Petru e Mirela suonano e non chiedono nulla in cambio, chi vuole può donare un obolo. Una moneta come la si lascia al bancone del bar dopo aver preso il caffè nero bollente. Una moneta di piccola taglia per campare in questo fottuto mondo che, se non lo fotti, ti fotte.
Petru è giovane e forte, ha lasciato la Romania e il suo passato da giocatore di calcio: ha giocato in serie A.
Il Poli Iasi è lontano, la Pignasecca è vicina.
Pignasecca, crocevia del mondo, dove si incrociano i buoni e i malamente.
Petru suona e la gente sorride, sorride anche lui con quei denti che luccicano di metallo.
La provincia si affretta a prendere la Cumana.
La città a salire la collina del Vomero con quella Funicolare che sa di storia e di storie.
Le voci continuano a vociare, il mercato inizia a pensare al giorno che passa e a quello che verrà, i motorini continuano a sfrecciare, ma è una strada chiusa al traffico? Siamo a Napoli qui tutto è possibile, tutto tranne i sogni! Qui o ti svegli, o ti fanno svegliare!

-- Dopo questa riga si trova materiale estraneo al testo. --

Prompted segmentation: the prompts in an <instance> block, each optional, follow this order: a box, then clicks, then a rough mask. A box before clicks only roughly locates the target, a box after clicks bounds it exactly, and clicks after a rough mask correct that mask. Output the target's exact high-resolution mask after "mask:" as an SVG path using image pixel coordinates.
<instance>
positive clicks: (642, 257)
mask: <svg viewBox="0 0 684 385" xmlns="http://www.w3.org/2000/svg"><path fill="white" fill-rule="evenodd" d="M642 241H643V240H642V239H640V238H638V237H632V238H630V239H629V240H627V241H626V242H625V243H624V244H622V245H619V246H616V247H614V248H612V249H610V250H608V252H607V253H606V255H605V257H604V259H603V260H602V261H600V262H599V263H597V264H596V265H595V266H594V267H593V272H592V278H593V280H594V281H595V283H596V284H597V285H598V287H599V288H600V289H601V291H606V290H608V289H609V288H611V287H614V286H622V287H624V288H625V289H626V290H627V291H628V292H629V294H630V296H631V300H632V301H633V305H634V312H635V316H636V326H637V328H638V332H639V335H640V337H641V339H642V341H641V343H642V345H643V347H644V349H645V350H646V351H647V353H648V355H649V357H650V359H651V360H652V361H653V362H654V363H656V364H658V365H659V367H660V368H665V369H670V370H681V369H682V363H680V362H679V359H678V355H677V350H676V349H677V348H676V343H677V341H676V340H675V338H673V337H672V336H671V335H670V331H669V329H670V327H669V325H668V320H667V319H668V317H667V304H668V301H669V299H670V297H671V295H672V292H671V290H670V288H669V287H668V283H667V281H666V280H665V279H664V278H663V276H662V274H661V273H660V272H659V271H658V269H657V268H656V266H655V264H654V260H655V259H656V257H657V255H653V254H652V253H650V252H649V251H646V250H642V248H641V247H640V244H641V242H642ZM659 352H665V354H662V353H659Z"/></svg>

Ma Petru sogna, suona e sogna, sogna e suona.
Tanto sognare non costa nulla così come ascoltare quel suono romeno che rende la Pignasecca capitale del mondo in quel preciso istante.
Ma a Napoli c’è la guerra, una guerra che dura da anni, da troppi anni!
Il suono di quell’organetto è rotto da un colpo di pistola, poi da due, da tre.
Petru non suona più, è caduto, si rialza, poi cade di nuovo.
La gente scappa.
Petru non può, è a terra, è stato ferito: un colpo alla gamba, uno al torace.
Mirela urla, chiede aiuto.
Il suo grido straziante rompe quel silenzio assordante tra vicoli di una Pignasecca che si fa Montesanto dove di santo c’è poco in questo preciso istante.
Alcuni passanti fan foto a quell’uomo che sta perdendo sangue, mentre la moglie continua col suo canto straziante fatto di grida.
Petru Birladeanu ha trent’anni, è partito dalla serie A rumena ed è finito nel girone infernale di una città paradiso abitata da diavoli.
Ciò che resta di quel giorno è la foto scattata da un passante per curiosità.
Quella foto resterà impressa per sempre nell’animo di chi crede che, prima o poi, questa guerra finirà in questo mondo sospeso tra terra e cielo, tra bene e male.